Why did you start Youth Circles?
Tulika: I always wanted the kids to get more engaged in the community that they live in and to contribute to the community that they are part of. Following the recent election, the kids got engaged in very important topics such as diversity, racism, and refugees.
When Srividhya moved to the region we realized that both of us wanted to do this. Having her involved was important; it is hard to do this by oneself. My kids, Aarohi and Arjun were interested, her kids Dhruv and Kabir were interested. So there we go! We reached out to our friends’ kids, our kids’ friends, in AID and beyond.
We intentionally wanted to keep it broader than India, broader than AID. Our kids are growing up here, they need to connect with issues related to the local community, African American community, environment, climate change, which are also global issues.
What do the kids do in Youth Circles?
What role do parents play?
Tulika: The kids direct what they want to do.

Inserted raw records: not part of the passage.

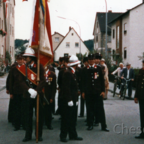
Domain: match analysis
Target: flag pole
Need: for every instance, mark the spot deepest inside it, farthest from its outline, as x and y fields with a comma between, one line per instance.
x=38, y=80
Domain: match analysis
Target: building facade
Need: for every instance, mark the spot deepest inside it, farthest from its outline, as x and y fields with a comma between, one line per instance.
x=127, y=36
x=10, y=22
x=56, y=39
x=99, y=31
x=71, y=44
x=3, y=30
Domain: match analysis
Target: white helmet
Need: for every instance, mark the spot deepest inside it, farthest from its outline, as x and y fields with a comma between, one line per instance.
x=73, y=60
x=29, y=52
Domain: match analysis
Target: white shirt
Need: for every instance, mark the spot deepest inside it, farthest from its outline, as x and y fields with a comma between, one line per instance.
x=73, y=69
x=118, y=71
x=128, y=73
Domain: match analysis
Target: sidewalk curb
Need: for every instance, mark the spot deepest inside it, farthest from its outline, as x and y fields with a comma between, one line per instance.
x=3, y=88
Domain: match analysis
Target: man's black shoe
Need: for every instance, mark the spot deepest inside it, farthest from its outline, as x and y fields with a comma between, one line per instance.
x=105, y=129
x=141, y=136
x=16, y=129
x=50, y=127
x=77, y=138
x=63, y=140
x=90, y=128
x=26, y=139
x=40, y=139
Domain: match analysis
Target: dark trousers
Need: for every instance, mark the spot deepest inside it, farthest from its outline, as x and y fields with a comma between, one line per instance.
x=48, y=114
x=11, y=111
x=129, y=88
x=30, y=104
x=95, y=107
x=82, y=101
x=17, y=110
x=141, y=107
x=68, y=121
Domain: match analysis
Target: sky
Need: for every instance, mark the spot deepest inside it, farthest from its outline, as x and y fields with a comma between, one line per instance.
x=81, y=11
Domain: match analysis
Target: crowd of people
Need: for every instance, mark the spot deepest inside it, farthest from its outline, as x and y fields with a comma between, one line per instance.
x=87, y=79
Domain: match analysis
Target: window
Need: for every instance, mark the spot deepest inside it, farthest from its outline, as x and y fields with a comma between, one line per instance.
x=109, y=38
x=113, y=33
x=76, y=44
x=65, y=54
x=67, y=44
x=56, y=39
x=125, y=54
x=125, y=28
x=117, y=42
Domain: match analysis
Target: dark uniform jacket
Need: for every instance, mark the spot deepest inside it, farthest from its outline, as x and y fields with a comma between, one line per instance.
x=50, y=86
x=131, y=73
x=92, y=80
x=39, y=87
x=60, y=76
x=14, y=85
x=140, y=85
x=69, y=86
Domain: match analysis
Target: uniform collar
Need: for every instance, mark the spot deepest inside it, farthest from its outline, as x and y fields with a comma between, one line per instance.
x=73, y=70
x=47, y=71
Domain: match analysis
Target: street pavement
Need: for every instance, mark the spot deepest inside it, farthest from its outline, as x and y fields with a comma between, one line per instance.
x=122, y=120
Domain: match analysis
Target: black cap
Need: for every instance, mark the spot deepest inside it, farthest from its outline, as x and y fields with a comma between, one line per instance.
x=91, y=57
x=66, y=59
x=19, y=56
x=85, y=59
x=61, y=59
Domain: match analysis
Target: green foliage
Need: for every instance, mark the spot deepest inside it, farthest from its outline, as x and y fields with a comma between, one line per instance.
x=8, y=57
x=20, y=42
x=89, y=44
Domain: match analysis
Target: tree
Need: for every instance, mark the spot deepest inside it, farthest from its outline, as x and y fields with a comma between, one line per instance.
x=8, y=57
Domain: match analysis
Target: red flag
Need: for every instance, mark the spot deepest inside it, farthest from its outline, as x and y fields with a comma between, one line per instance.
x=46, y=48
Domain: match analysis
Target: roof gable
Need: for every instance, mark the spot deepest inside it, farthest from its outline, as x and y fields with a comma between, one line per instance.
x=66, y=37
x=101, y=16
x=58, y=34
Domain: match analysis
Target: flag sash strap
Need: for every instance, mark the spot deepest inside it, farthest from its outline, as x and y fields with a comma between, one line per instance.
x=31, y=76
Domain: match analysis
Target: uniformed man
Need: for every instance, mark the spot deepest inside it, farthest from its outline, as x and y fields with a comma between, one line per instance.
x=30, y=88
x=139, y=98
x=82, y=101
x=93, y=91
x=16, y=93
x=69, y=98
x=11, y=104
x=49, y=90
x=60, y=75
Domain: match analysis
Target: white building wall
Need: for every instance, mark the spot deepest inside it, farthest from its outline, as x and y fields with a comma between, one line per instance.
x=10, y=45
x=2, y=38
x=72, y=50
x=136, y=36
x=126, y=38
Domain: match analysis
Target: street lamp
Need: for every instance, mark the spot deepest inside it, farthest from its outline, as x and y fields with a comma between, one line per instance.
x=106, y=31
x=79, y=30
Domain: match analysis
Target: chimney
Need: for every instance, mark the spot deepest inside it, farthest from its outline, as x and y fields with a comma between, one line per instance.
x=110, y=11
x=69, y=28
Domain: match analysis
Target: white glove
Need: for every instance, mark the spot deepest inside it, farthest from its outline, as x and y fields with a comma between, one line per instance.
x=70, y=103
x=32, y=93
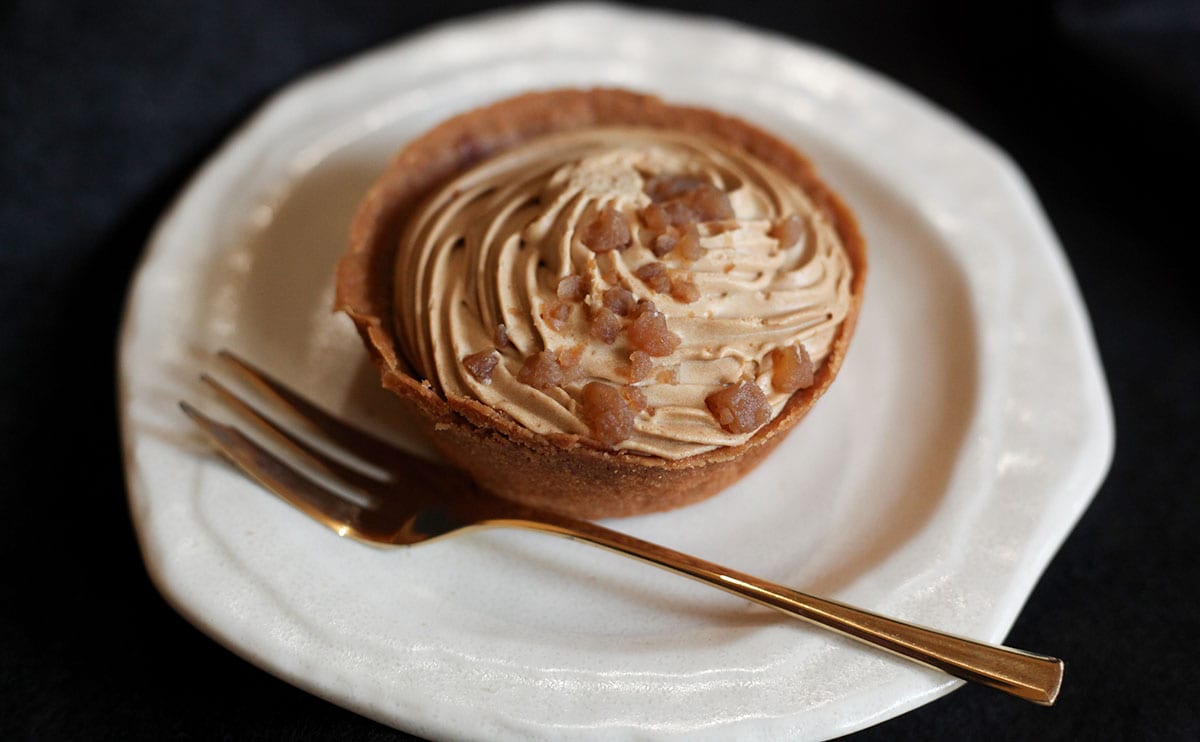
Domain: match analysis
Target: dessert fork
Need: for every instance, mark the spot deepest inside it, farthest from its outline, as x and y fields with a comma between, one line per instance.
x=408, y=501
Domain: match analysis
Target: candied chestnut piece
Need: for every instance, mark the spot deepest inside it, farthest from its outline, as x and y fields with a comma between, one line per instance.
x=791, y=369
x=739, y=408
x=481, y=364
x=571, y=288
x=541, y=371
x=787, y=231
x=607, y=231
x=649, y=333
x=606, y=413
x=687, y=198
x=665, y=187
x=640, y=365
x=684, y=289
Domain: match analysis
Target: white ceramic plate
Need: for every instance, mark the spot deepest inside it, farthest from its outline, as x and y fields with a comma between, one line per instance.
x=966, y=434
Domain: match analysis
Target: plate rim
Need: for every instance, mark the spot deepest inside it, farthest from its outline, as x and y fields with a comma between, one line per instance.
x=1102, y=442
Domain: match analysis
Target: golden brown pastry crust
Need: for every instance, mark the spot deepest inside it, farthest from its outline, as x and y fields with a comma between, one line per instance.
x=563, y=473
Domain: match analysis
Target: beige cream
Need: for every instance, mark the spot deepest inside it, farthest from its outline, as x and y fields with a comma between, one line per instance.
x=491, y=245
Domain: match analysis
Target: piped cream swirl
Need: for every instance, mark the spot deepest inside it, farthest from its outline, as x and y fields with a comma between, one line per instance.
x=491, y=246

As adults we help them explore the issues that interested them, and see that they stay with a cause, not just to get credit for school but to go deep and find out more about it. We would not just go to a food bank, pack the food and feel good but dig deeper as to why these problems exist.
Srividhya: My main goal was to basically provide a space where kids can come together and talk about issues of relevance and talk about what they can build together.